When sensitivity for CIN2+ was stratified by the clinical background of the colposcopists in the present study, an increase in sensitivity was demonstrated among both trained colposcopy nurses and resident doctors when CDB and DSI-directed biopsies were combined (as compared with 1 CDB taken using a regular colposcope). However, consultant doctors performed poorly when using the DSI colposcope. The most interesting results were seen when looking at the DSI-directed biopsy alone: a sensitivity of 80.0% was found for trained colposcopy nurses, whereas a sensitivity of 74.2% was found for resident doctors, with no statistical difference between these 2 groups (p = .4).
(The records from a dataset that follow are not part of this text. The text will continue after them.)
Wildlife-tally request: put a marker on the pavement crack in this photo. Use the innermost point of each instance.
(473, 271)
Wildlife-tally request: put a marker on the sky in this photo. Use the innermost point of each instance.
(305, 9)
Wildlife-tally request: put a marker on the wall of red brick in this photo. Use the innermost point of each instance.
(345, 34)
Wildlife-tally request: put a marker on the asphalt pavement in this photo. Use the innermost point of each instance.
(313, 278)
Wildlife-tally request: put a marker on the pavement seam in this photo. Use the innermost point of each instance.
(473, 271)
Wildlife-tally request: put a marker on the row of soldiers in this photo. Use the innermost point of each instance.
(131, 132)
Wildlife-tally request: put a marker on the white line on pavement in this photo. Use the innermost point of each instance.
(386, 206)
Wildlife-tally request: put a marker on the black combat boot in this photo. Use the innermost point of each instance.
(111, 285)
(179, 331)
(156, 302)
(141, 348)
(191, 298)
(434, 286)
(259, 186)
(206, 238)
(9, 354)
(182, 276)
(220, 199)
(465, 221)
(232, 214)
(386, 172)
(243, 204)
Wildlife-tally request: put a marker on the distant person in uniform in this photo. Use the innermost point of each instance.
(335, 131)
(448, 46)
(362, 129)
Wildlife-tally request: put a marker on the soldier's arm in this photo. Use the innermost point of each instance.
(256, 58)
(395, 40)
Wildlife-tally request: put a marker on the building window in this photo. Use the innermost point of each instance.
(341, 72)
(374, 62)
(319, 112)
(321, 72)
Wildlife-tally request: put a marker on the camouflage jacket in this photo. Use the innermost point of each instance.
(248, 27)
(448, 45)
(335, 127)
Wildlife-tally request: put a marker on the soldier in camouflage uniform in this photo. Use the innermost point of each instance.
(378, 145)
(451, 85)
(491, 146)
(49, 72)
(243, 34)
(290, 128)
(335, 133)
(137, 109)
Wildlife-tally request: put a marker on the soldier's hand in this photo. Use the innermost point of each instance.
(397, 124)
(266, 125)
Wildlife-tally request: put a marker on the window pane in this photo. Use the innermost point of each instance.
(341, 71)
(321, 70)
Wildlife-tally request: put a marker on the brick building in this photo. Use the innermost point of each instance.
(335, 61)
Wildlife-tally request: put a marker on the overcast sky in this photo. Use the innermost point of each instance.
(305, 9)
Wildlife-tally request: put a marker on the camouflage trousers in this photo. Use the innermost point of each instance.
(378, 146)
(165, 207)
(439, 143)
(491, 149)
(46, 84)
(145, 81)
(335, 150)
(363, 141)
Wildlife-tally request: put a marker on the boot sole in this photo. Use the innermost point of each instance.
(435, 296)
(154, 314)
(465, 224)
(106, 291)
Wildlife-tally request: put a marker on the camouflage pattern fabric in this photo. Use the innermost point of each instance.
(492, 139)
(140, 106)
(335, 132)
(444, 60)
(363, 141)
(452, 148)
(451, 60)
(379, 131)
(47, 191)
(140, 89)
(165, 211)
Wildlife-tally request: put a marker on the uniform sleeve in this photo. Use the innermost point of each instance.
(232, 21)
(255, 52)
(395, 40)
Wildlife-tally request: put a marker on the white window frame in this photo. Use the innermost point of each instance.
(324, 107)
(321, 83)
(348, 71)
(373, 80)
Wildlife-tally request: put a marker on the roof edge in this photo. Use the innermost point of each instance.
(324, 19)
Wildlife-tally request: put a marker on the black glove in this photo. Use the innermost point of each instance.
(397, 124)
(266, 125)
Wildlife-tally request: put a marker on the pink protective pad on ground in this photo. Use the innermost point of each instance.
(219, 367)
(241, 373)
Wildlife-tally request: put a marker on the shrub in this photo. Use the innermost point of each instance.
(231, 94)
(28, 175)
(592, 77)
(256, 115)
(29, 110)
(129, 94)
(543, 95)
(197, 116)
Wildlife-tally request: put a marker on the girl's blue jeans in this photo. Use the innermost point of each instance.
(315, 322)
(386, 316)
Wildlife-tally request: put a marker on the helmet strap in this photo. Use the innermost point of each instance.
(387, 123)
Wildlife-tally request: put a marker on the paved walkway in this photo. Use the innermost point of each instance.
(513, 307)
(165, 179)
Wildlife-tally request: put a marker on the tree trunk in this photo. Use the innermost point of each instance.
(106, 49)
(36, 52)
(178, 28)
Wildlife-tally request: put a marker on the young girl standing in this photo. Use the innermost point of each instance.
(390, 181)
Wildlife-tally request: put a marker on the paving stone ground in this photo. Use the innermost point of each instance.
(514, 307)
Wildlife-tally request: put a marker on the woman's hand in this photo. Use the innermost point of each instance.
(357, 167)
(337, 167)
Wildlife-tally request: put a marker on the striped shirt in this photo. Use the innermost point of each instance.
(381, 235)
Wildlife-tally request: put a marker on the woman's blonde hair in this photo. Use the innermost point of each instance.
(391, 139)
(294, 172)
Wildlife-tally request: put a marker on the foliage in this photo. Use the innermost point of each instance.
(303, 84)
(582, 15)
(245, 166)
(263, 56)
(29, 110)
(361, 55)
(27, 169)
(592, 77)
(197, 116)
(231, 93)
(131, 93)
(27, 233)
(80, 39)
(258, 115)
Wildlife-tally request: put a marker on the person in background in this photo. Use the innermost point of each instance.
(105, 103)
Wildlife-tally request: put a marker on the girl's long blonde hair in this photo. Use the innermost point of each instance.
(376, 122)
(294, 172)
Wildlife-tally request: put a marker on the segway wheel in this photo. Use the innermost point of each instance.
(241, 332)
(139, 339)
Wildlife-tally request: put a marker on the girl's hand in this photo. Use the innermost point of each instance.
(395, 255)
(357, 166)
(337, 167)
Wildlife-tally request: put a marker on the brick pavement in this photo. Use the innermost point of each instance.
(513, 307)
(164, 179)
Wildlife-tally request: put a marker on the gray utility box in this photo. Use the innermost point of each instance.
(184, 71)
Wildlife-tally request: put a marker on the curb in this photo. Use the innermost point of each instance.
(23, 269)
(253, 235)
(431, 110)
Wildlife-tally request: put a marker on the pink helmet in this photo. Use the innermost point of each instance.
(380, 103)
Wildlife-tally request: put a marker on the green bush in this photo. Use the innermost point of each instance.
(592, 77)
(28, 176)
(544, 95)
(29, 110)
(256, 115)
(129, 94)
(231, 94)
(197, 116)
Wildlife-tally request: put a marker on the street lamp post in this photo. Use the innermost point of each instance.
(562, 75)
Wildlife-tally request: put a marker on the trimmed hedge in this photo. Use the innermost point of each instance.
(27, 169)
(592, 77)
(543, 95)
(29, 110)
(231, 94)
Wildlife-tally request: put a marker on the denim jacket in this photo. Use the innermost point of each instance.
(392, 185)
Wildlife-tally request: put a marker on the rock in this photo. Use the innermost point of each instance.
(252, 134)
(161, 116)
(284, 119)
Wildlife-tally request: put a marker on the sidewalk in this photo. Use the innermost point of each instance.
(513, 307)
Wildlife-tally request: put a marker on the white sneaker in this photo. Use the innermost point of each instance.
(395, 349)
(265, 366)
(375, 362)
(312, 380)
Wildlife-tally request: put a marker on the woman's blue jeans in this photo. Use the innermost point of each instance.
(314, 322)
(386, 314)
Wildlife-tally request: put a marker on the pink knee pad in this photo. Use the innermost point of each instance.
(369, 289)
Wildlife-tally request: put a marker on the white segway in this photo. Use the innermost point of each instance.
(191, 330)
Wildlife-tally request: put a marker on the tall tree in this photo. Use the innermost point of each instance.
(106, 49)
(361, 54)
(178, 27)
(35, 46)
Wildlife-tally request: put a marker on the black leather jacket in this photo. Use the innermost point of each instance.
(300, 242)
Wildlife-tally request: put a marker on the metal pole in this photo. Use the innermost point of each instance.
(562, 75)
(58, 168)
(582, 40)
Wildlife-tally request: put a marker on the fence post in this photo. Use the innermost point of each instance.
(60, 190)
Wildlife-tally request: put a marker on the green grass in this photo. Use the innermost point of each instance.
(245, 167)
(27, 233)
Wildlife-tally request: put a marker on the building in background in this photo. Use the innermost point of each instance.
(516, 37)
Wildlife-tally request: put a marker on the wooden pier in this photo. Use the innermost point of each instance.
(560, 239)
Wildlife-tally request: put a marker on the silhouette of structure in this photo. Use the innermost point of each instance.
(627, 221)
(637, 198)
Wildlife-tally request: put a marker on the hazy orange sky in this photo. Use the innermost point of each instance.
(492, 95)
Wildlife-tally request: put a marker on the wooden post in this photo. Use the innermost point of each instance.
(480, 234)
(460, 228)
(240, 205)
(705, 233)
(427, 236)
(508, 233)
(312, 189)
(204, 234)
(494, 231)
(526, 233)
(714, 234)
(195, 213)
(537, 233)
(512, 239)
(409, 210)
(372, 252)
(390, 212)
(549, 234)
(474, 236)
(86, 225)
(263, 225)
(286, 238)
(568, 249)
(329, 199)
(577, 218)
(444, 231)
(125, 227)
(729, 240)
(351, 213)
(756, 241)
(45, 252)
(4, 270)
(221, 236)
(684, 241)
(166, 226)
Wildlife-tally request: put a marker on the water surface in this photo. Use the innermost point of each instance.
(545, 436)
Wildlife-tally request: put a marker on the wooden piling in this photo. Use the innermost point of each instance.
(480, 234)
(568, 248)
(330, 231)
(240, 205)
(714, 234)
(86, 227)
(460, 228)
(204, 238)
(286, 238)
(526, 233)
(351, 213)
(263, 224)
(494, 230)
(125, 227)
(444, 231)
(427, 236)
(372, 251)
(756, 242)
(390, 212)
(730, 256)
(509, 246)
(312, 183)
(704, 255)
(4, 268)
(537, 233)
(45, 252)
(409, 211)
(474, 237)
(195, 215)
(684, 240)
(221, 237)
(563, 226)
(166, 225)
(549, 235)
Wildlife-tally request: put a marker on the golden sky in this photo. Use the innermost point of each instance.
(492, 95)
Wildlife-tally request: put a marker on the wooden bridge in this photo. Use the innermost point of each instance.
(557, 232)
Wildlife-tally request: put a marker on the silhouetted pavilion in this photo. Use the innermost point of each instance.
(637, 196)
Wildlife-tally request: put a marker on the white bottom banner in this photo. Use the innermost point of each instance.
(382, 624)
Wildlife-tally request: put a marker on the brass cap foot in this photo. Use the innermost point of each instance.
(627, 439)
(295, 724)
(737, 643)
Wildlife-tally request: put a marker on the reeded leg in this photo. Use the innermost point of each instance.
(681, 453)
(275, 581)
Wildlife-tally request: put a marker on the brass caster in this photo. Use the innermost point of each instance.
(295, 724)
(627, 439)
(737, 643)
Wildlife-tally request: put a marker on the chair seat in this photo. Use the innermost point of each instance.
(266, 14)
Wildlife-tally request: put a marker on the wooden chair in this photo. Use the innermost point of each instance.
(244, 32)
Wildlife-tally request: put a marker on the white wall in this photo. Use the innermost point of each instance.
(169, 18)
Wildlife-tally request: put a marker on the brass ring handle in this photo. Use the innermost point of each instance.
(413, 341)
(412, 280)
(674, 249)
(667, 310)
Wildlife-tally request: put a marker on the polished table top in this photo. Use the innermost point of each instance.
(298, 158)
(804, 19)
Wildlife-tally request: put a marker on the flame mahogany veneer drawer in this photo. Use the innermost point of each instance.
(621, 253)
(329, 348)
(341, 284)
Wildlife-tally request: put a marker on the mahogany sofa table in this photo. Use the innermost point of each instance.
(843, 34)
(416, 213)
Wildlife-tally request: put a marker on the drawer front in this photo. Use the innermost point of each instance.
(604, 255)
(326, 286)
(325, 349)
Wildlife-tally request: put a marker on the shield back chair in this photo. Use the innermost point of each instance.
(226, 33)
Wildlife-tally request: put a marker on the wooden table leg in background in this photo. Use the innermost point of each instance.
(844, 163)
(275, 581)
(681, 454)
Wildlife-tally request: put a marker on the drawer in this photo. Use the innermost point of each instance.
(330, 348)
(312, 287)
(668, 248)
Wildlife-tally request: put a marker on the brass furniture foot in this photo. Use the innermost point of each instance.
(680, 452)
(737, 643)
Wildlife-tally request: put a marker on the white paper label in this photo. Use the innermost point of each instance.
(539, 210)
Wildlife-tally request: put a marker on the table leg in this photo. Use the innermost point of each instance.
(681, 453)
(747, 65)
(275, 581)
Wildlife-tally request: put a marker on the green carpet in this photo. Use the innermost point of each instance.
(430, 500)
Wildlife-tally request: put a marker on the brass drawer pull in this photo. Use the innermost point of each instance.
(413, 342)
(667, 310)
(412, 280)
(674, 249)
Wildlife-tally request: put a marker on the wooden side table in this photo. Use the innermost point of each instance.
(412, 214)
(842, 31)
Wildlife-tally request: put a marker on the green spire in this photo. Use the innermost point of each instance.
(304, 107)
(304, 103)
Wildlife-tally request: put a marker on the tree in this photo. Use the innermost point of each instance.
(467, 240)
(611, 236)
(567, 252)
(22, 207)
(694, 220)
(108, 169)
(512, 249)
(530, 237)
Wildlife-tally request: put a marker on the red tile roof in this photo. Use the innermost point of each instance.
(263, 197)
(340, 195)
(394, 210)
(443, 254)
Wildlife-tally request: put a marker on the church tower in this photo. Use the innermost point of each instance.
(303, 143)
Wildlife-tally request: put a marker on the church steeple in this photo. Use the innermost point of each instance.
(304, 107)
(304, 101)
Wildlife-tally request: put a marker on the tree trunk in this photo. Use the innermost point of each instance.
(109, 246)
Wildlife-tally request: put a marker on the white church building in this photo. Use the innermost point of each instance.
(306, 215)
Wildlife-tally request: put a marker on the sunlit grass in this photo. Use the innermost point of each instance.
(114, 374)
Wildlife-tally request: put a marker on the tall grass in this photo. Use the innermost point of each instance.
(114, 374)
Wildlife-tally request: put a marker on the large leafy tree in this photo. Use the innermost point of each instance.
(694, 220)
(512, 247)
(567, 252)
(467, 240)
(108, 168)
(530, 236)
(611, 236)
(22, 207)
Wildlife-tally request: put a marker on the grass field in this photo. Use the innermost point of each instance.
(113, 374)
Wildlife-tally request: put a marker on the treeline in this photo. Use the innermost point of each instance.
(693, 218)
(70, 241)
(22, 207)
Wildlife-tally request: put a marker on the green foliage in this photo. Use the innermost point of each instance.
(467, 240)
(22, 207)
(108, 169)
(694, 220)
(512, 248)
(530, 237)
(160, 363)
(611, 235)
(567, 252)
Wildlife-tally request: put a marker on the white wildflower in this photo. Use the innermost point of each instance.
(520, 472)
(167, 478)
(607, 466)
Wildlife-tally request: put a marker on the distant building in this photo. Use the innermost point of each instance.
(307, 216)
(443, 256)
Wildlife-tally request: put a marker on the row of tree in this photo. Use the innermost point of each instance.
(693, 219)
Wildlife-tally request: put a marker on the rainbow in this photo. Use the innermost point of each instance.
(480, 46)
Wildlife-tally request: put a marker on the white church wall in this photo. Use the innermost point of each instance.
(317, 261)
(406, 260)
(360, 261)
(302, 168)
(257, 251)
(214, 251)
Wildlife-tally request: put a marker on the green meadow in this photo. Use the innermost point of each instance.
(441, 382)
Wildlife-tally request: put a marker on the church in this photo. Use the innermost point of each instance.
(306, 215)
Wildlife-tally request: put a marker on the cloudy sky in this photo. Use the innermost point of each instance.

For consultant doctors, however, the sensitivity of the DSI-directed biopsy was 50.0%, which was significantly lower than that for the nurse group (p < .001) and the resident group (p = .02). Because the DSI colposcope should not perform differently for different colposcopists, user error may have occurred in the consultant group. Accordingly, all consultant examinations from the DSI database were checked for error, but no systematic errors were found. The trained colposcopy nurses who performed colposcopies at the outpatient clinic of Randers Regional hospital do so weekly. However, both the residents and consultants typically perform colposcopies less frequently because of schedule rotations. Thus, the results could indicate that the DSI colposcope has a learning curve and that regular use is important for gaining and maintaining experience. As most colposcopies assessed in this study were performed by trained nurses, comparative data concerning the colposcopies performed by residents and consultants were based on small numbers and therefore should be interpreted with caution.

In the past, clinical trials on colposcopy have lacked clearly defined standards, including requirements for biopsies. Based on the present results as well as those reported elsewhere, it is recommended that future studies intending to evaluate colposcopy should be based on several biopsies, as it has been clearly demonstrated that CIN2+ cases are missed if only 1 biopsy is taken.[1,4,6,26] However, it is acknowledged that taking 4 biopsies is not possible in all settings for economic reasons and may have implications on pathology workload. It is also recommended that small biopsy forceps be used, as this has been reported to be less painful.[27]

Conclusions

The current study suggests that a DSI colposcope may be able to provide additional assistance to colposcopists and help direct biopsy placement compared with a regular colposcopy. However, a high detection rate is needed for colposcopy, and multiple biopsies were still superior in both colposcopy groups. The impact of DSI colposcope and multiple biopsies on women with indications for colposcopy less than high-grade cytology remains to be determined.